The recording was made a little more… stressful by the fact that I had to move from my shack to a new house. But it was also made more joyful, because I found the perfect house the week before I started recording. So change comes in its absolute suit, raking away all that was in one swoop. It has often been that way for me, from those days as a baby when we would suddenly move away to somewhere new, to the accident, and the subsequent moving, and the lovers and events that seemed to always wipe the slate clean when they came, and when they left.
I think some of these thought have drifted into the text of this work, one in particular comes to mind that was, is an improvisation I made this fall, oddly inspired by girl groups of the 60s and British blues, through my own unique, uh scope, I guess, came sounded like I don’t know what. But I like it. Right now it’s called “You Better Be Careful.” Yayuh.
Yesterday the last of our visitors came, a lovely delicate lady named Rachael who knew all my references, and my work, and it was really a delight to speak with someone (else) I had inspired. I mean, I feel okay to accept the energy of having inspired, taught, helped, guided, mapped, tickled, mused. Entertained even, and all that it might mean. Whatever the source of our jesters and our troubadours, they are as important to use as our millers and tinkers. And it’s funny, when I say troubadours I know exactly who they are and the line of kinds of people I descend from. They were always travelers, outsiders, always on tour, doing shows because they loved to, and because it was a better life, for them, than staying at home. So I guess we go on tour in that same tradition. I mean, it could just as easily be that people travel to the town where the musician is to hear their work. Like we do with festivals, lots of exchange of culture, on a level that governments cannot monitor. Joyful and sometimes life changing. Like…Woodstock.

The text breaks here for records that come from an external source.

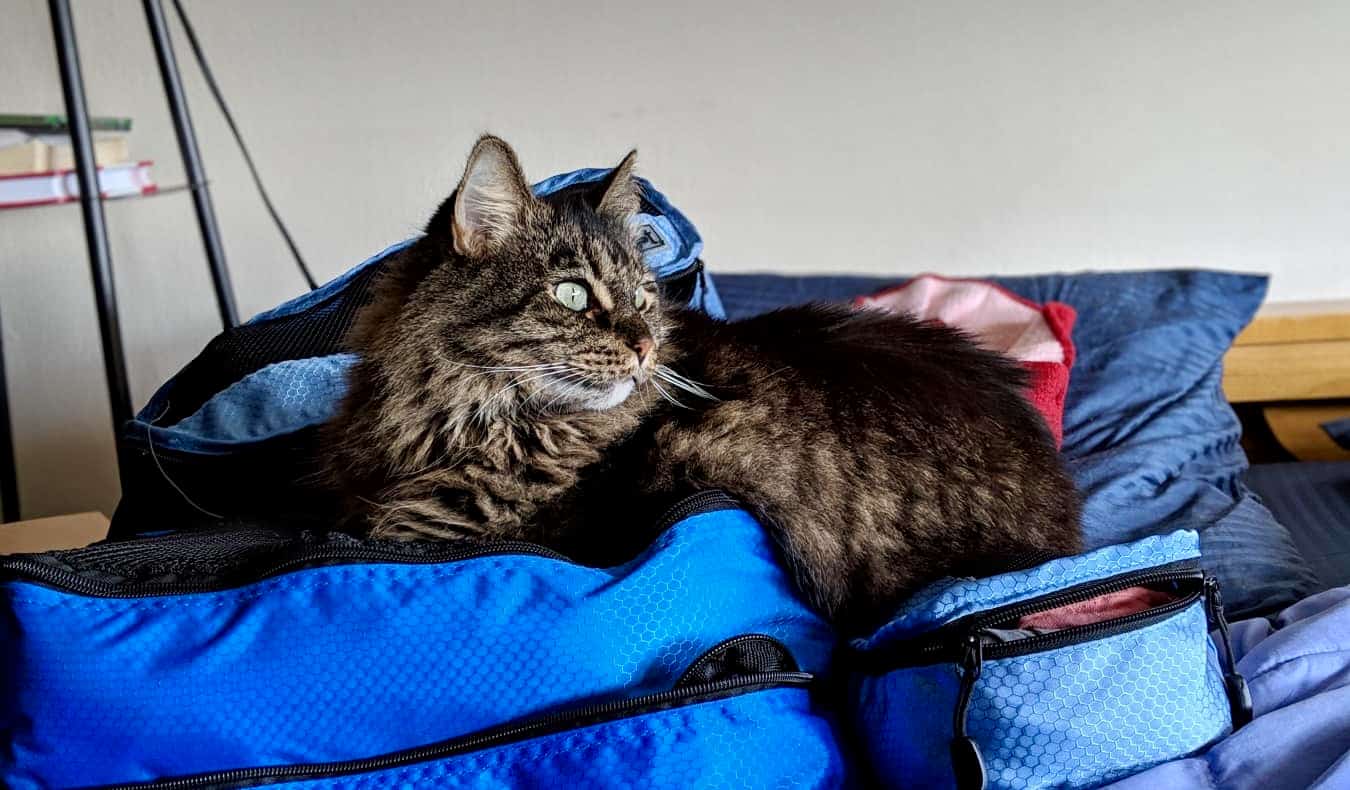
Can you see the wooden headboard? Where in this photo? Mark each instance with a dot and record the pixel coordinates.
(1288, 373)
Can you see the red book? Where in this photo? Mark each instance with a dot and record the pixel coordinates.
(64, 185)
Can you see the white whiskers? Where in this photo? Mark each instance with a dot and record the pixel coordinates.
(683, 382)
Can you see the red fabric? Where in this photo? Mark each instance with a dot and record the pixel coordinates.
(1098, 609)
(1003, 322)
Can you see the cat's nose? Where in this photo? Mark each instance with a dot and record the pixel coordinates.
(643, 347)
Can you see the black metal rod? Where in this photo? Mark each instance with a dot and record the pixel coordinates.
(192, 162)
(91, 207)
(8, 470)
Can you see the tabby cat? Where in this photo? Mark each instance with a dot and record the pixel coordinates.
(521, 378)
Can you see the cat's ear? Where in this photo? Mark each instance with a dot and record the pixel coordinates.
(492, 197)
(620, 196)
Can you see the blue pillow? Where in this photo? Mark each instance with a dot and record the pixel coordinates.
(1148, 434)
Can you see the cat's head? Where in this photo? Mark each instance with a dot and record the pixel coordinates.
(548, 292)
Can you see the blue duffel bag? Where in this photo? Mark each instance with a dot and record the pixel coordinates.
(959, 690)
(231, 436)
(250, 656)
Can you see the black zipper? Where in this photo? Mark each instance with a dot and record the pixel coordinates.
(975, 647)
(948, 642)
(33, 570)
(695, 505)
(497, 736)
(1239, 696)
(73, 582)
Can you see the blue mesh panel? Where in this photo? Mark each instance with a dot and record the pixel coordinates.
(278, 399)
(355, 661)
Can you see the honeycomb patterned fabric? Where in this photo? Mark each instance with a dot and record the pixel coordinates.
(1069, 716)
(354, 661)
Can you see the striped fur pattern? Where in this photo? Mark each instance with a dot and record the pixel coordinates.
(880, 451)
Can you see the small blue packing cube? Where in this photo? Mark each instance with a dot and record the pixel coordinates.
(959, 692)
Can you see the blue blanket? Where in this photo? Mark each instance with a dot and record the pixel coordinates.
(1299, 669)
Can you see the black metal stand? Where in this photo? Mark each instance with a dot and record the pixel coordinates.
(8, 470)
(95, 224)
(192, 162)
(91, 207)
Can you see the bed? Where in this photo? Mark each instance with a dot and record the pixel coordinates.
(1284, 538)
(1149, 427)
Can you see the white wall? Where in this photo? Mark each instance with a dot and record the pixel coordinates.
(874, 137)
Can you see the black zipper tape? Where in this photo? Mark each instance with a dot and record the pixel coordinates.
(34, 570)
(681, 696)
(967, 759)
(948, 642)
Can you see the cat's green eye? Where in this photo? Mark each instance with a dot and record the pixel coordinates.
(571, 295)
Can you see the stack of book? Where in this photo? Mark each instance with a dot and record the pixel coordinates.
(37, 161)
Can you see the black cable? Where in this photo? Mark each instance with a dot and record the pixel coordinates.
(243, 149)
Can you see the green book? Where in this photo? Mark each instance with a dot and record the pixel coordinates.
(57, 123)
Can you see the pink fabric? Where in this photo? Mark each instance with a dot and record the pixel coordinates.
(1098, 609)
(1038, 336)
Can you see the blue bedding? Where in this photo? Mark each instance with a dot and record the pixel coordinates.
(1312, 500)
(1148, 435)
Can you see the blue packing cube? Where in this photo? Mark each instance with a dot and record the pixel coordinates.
(230, 438)
(959, 692)
(254, 656)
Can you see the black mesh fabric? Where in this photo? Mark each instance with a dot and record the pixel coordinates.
(234, 354)
(262, 482)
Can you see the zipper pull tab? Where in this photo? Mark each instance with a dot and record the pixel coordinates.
(967, 760)
(1239, 696)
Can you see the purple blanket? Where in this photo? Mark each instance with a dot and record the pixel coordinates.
(1299, 670)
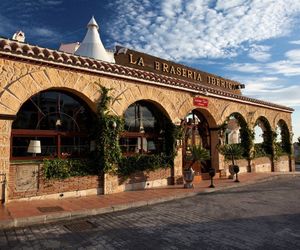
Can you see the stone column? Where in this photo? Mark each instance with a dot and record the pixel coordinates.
(5, 134)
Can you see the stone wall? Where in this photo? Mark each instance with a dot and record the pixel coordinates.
(282, 164)
(26, 182)
(140, 180)
(261, 164)
(19, 80)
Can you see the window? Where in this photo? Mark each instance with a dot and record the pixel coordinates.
(58, 120)
(144, 129)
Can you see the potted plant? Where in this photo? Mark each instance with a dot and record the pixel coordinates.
(198, 154)
(232, 152)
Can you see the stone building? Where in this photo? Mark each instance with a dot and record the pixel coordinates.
(48, 98)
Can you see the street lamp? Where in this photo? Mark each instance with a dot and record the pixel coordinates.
(34, 147)
(212, 173)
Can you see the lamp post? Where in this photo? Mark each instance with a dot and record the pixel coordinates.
(34, 147)
(212, 173)
(236, 169)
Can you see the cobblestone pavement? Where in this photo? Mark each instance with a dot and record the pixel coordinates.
(260, 216)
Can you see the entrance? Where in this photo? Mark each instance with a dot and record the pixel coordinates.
(197, 133)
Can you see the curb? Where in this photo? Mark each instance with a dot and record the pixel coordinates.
(69, 215)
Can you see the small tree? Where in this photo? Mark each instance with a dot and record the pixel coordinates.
(231, 152)
(199, 154)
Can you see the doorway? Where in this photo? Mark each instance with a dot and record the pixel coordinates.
(197, 133)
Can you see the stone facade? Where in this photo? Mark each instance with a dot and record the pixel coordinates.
(19, 80)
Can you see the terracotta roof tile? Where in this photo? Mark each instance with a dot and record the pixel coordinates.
(48, 55)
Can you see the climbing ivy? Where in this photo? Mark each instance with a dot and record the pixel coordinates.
(107, 131)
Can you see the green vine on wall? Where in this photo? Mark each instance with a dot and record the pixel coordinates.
(107, 131)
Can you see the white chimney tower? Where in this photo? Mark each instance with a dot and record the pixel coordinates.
(92, 46)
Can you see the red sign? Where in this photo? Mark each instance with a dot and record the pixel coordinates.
(200, 102)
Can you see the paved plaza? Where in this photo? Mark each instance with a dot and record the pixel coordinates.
(265, 215)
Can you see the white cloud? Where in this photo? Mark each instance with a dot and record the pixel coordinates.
(271, 89)
(259, 53)
(293, 55)
(245, 67)
(183, 30)
(295, 42)
(44, 32)
(284, 67)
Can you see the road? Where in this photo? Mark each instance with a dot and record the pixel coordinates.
(261, 216)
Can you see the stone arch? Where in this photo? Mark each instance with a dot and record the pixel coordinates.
(232, 109)
(211, 112)
(285, 118)
(285, 143)
(266, 147)
(155, 103)
(131, 94)
(32, 83)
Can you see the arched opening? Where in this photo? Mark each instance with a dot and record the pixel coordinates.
(263, 138)
(197, 133)
(236, 131)
(52, 123)
(146, 129)
(283, 138)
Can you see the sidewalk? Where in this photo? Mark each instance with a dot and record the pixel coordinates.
(24, 213)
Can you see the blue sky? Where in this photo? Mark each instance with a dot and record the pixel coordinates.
(254, 42)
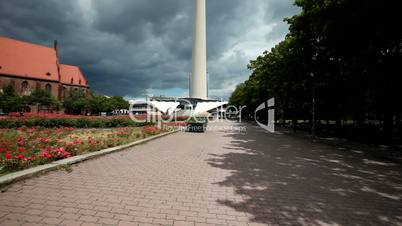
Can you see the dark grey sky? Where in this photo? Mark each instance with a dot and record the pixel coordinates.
(143, 47)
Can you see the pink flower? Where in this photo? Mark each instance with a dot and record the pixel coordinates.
(7, 156)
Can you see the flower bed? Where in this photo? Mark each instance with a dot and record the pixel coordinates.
(51, 121)
(26, 147)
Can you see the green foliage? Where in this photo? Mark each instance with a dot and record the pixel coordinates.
(94, 103)
(84, 122)
(348, 52)
(41, 97)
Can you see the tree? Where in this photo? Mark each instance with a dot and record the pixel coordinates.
(347, 52)
(75, 103)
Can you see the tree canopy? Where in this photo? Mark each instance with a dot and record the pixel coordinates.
(346, 53)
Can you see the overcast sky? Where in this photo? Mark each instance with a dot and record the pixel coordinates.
(135, 48)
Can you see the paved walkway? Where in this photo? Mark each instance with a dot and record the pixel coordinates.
(218, 178)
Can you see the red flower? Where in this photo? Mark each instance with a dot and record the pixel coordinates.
(20, 141)
(7, 156)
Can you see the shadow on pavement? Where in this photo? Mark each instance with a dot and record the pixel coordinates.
(293, 181)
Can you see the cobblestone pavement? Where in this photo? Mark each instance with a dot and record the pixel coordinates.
(216, 178)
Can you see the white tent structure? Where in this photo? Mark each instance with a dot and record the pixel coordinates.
(203, 107)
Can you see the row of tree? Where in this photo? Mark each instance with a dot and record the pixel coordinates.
(343, 55)
(76, 103)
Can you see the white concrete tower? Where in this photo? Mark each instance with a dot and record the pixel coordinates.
(198, 78)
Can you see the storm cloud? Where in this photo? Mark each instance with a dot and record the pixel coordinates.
(135, 48)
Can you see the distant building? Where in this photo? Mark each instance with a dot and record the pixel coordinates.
(27, 67)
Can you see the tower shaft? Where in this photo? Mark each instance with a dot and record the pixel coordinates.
(198, 81)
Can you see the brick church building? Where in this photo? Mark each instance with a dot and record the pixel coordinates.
(27, 67)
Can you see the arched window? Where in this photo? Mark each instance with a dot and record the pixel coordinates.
(24, 86)
(48, 88)
(64, 92)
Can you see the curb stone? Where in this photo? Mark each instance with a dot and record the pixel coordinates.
(38, 170)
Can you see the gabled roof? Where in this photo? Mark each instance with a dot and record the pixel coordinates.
(71, 75)
(27, 60)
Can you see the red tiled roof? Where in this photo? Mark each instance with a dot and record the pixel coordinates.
(71, 75)
(27, 60)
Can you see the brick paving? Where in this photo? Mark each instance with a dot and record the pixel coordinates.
(216, 178)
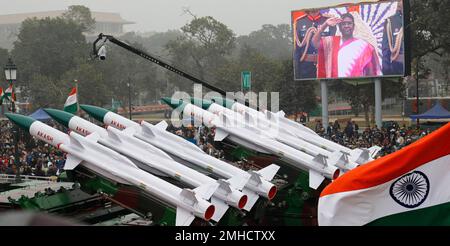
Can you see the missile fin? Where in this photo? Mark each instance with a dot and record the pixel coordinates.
(321, 160)
(113, 135)
(71, 162)
(361, 155)
(269, 172)
(374, 151)
(184, 217)
(252, 198)
(129, 131)
(205, 191)
(340, 160)
(162, 125)
(249, 119)
(315, 179)
(281, 114)
(147, 129)
(238, 182)
(220, 208)
(93, 137)
(75, 142)
(220, 135)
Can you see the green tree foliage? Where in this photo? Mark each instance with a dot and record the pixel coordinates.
(4, 55)
(295, 96)
(361, 96)
(202, 48)
(429, 27)
(272, 41)
(48, 47)
(82, 16)
(122, 67)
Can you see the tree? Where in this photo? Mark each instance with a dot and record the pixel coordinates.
(202, 48)
(80, 15)
(4, 55)
(360, 94)
(272, 41)
(427, 21)
(295, 96)
(44, 51)
(48, 47)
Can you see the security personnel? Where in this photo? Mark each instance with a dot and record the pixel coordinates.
(392, 45)
(305, 54)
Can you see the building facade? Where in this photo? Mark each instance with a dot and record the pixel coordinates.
(110, 23)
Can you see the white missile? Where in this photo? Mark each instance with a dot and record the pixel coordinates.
(252, 138)
(358, 156)
(274, 130)
(253, 183)
(108, 163)
(156, 161)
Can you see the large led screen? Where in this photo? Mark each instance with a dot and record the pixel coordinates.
(349, 41)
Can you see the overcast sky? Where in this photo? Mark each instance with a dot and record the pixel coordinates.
(241, 16)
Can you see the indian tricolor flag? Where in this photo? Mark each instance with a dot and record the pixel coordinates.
(71, 104)
(408, 187)
(8, 93)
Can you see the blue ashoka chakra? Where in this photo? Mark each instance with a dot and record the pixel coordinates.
(411, 189)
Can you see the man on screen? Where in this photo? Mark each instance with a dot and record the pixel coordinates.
(344, 56)
(392, 45)
(305, 54)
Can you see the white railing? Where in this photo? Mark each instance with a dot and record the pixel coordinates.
(13, 177)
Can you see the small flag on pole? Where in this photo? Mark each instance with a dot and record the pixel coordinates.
(408, 187)
(8, 93)
(1, 95)
(71, 104)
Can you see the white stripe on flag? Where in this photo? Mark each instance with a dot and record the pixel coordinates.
(360, 207)
(71, 100)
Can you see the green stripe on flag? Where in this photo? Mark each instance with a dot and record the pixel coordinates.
(71, 108)
(438, 215)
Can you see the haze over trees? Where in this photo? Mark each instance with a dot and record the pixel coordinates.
(52, 53)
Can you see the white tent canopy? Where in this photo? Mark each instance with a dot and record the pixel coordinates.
(331, 3)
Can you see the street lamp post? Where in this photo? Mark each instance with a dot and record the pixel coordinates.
(417, 91)
(129, 98)
(11, 75)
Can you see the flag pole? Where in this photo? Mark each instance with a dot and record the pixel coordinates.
(76, 88)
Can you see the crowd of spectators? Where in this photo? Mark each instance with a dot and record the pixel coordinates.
(201, 136)
(41, 159)
(390, 138)
(35, 158)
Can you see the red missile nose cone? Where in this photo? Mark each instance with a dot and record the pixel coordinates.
(242, 201)
(209, 212)
(272, 192)
(336, 174)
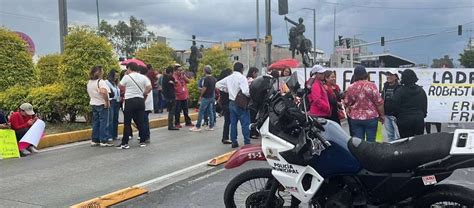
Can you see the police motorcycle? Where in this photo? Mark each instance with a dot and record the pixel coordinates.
(312, 161)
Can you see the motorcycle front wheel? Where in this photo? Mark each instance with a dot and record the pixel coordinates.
(447, 195)
(251, 189)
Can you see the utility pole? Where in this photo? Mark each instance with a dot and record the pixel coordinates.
(62, 4)
(269, 31)
(98, 19)
(258, 63)
(334, 33)
(314, 32)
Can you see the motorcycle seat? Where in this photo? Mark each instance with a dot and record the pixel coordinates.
(402, 155)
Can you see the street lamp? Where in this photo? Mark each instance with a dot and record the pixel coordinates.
(352, 49)
(98, 19)
(314, 31)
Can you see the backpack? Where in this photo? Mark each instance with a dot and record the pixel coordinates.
(111, 93)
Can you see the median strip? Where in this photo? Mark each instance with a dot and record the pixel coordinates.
(83, 135)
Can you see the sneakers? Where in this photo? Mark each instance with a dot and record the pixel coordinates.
(235, 145)
(32, 149)
(195, 129)
(124, 146)
(94, 144)
(24, 153)
(106, 144)
(226, 141)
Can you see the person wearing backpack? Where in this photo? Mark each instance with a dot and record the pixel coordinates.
(99, 100)
(114, 99)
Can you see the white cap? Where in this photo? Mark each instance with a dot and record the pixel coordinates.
(392, 71)
(28, 108)
(318, 69)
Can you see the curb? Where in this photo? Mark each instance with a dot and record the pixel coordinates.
(82, 135)
(112, 198)
(145, 187)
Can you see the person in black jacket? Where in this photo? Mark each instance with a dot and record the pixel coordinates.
(170, 95)
(411, 103)
(389, 89)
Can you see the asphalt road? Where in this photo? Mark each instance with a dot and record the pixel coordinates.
(76, 173)
(207, 189)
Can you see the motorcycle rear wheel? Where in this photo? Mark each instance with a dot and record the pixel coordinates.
(447, 195)
(251, 189)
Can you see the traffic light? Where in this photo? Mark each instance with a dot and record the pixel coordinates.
(282, 7)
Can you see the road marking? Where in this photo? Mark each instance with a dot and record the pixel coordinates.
(221, 159)
(172, 175)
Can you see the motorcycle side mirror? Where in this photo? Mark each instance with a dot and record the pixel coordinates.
(300, 92)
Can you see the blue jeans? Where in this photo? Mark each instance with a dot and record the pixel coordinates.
(156, 100)
(146, 125)
(237, 113)
(100, 131)
(113, 118)
(391, 128)
(206, 108)
(365, 129)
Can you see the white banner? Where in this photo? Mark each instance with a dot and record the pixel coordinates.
(450, 91)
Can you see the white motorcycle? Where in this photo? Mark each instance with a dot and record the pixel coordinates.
(313, 161)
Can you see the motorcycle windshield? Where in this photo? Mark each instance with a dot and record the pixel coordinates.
(337, 159)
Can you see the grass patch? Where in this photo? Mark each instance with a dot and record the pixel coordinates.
(54, 128)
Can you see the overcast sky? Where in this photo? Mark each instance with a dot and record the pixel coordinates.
(226, 20)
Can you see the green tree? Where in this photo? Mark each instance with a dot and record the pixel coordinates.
(83, 50)
(444, 62)
(217, 58)
(157, 54)
(126, 38)
(48, 69)
(467, 58)
(16, 63)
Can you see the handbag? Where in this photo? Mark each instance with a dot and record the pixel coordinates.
(241, 100)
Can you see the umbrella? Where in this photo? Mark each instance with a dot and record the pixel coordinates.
(138, 62)
(284, 63)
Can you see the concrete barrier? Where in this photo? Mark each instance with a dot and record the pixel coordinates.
(83, 135)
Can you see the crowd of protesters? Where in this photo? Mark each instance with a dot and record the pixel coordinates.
(400, 105)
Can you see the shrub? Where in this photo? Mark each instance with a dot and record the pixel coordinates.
(47, 102)
(16, 63)
(48, 70)
(83, 50)
(13, 97)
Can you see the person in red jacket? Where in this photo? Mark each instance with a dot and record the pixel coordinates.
(21, 121)
(318, 99)
(182, 95)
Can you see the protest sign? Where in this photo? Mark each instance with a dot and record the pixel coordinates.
(8, 144)
(449, 90)
(33, 135)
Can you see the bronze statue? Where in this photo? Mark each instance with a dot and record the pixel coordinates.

The visitors, one man and three women, brought so much kindness and love with them that I am steady on my feet now. The last one was so… accomplished in her comprehension of the… details of my work and references that I began to… wonder what she was thinking about what she heard. That is the one thing that I do not want to have happen, and that can certainly happen if anyone is in the room that is not working at a task. Even the producer, when he says “that sound great” alters what I am doing. I’ve tried to mention to him please don’t tell me it sounds great but he doesn’t seem to hear. I know he is thinking “I want her to go down this path she’s on” but I WILL go down that path. I can FEEL that its a good path. But once it is made aware of the listener, it’s like watching yourself in the mirror. “I feel pretty, hmm, let’s go see if I am.” Better just to feel pretty. But I am weathering these small details, saying to myself “just do the job girl.”
The guest knew my Blue Nile and Cocteau Twin references, she understood the bass and the sound of the high hat and in fact when we played “Tinsel Town in the Rain.” She stood at the same time as I and started playing the lick.
It was kinda like seeing me. I only mention her more than the others today because there was also something fragile in her at first, she was almost overwhelmed meeting me, and I know it took a lot of courage for her to fullfill her wish to come and say hello. So, good job R, and I hope you make it to one of those 45 parties!
Our first guest, Joe S from Indiana, he has posted, on Facebook, some of his photographs of the session he sat in on. The women the day before were both very lovely and accomplished women, and I had asked for them to come on the same day, and they did. That helped me because having guests every day is distracting, I cannot help but feel like I must spend some time with them. I was imagining they could just see me walk by like Van Morrison or something, going from here to there, and I would not feel obliged to commune. But I know in my heart I have as much to gain from these interactions as anyone, and you know, the ‘don’t touch me’ thing never took me anywhere I wanted to go. On the other hand, I am unprotect in so many ways. On the other foot, then I so far attract folks who sense these and are very, very, kind.
Yesterday we mostly finished the hard parts of a complex song called “Feet on the Ground.” One thing I must say for John Porter, one of the many, is that just when I think it’s not gonna happen, he brings it home. Maybe he feels the same way. I was able to get the vocal I wanted late in the day. I do notice that I have become shy of my voice, and hopefully I’ll get the sound perfect in those headphones right about the time we are set to quit working.
The tracks are recorded now. Except for my tiny ballad “Juliette,” which I believe I have the French/English lyric finished, and it is of course for and about my dog. But hopefully when it’s done it will be able to be about anyone. Anything. Just a black and white picture with shades of eggplant and terrible beautiful wind. I sing these things at night and then hope in the morning I remember.
The new house is wonderful, I am so grateful to the universe for pushing me out and into a home of my own. I hope I get to stay awhile. I really like the light.